McDonald placed 14th and Walczyk 16th. 

The younger Bryon Wilson captured the Bronze Medal at the 2010 Winter Games at Vancouver and now serves as moguls coach for Team USA. He was with his younger brother at the site and Brad Wilson talked last week in an interview about the closeness of the team members. Friends with the 28-year-old Walczyk, Brad Wilson talked about also being thrilled to be a teammate of the teen-agers Page, 19, and McDonald, 18, who he and his brother have helped Team USA coach and develop. 

Bryon Wilson is a 2006 Butte High graduate and played American Legion baseball as a Butte teenager. 

Both brothers are artists – Bryon owning fame as a fish carver and Brad realizing his potential as a painter. 

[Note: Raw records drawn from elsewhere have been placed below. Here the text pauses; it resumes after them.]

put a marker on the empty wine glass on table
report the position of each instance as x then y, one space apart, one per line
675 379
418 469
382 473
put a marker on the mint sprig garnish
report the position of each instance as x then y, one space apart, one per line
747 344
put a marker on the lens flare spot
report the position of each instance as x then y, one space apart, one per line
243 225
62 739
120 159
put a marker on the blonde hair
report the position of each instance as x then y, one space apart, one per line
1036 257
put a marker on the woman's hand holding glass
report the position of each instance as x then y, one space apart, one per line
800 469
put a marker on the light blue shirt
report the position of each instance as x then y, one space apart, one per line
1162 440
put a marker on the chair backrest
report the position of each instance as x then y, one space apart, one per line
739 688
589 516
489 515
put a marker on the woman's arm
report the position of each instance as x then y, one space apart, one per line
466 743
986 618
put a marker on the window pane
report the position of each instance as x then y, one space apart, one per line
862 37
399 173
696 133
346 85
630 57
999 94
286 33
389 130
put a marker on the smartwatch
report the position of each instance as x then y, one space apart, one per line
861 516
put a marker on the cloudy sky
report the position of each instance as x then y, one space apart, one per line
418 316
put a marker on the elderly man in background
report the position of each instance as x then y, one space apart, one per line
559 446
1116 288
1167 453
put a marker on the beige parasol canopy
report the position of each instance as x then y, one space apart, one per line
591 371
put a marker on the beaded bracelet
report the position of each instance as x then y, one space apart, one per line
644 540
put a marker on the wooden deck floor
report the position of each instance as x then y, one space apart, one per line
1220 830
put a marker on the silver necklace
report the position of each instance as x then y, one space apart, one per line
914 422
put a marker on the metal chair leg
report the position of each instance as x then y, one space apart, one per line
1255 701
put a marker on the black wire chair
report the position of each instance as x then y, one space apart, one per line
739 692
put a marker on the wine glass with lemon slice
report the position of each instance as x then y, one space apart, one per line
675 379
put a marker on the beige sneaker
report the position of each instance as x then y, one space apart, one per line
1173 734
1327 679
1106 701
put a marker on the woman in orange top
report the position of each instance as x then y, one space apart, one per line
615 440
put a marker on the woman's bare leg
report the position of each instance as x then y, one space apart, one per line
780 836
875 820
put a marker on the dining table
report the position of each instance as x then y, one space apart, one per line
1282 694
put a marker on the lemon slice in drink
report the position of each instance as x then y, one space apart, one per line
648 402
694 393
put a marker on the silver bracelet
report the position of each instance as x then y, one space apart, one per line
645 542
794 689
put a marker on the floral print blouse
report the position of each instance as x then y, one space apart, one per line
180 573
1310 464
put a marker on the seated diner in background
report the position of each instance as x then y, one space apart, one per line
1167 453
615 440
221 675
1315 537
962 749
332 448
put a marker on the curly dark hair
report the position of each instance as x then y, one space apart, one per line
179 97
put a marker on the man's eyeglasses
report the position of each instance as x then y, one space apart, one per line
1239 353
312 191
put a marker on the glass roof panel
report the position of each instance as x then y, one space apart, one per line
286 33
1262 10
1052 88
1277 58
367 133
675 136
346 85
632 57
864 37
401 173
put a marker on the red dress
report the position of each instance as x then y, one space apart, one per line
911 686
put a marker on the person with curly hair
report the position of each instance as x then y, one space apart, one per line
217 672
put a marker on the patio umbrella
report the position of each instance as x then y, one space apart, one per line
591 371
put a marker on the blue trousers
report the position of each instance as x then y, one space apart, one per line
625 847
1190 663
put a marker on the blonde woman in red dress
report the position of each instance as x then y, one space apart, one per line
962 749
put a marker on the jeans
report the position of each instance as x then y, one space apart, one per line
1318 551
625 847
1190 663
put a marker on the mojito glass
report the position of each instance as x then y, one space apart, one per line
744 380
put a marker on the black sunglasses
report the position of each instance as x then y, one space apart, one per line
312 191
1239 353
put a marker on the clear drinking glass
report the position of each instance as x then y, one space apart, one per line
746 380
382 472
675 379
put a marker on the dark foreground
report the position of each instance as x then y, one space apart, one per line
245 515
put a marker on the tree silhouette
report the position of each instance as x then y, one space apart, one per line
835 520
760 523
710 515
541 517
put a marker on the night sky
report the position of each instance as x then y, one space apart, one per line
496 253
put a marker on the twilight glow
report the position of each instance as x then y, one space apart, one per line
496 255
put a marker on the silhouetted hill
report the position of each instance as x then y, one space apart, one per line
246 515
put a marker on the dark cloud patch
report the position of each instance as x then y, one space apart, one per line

The Winter Olympics qualifying saw 30 skiers compete in Thursday’s first trials with the top 10 automatically advancing to the first finals. The other 20 competed Saturday morning in a second qualifier with the top 10 scores among them from either day filling out the 20-man finals field. 

Brad Wilson veered off course on Thursday, and so did not have a score entering Saturday’s second qualifier. So, he has just one score to offer up toward finals field placement and the 72.94 he posted was about two points short. 

Those in the 20-man finals saw the field cut to 12 for the second finals before sliced in half to six men deciding the medalists and next three places.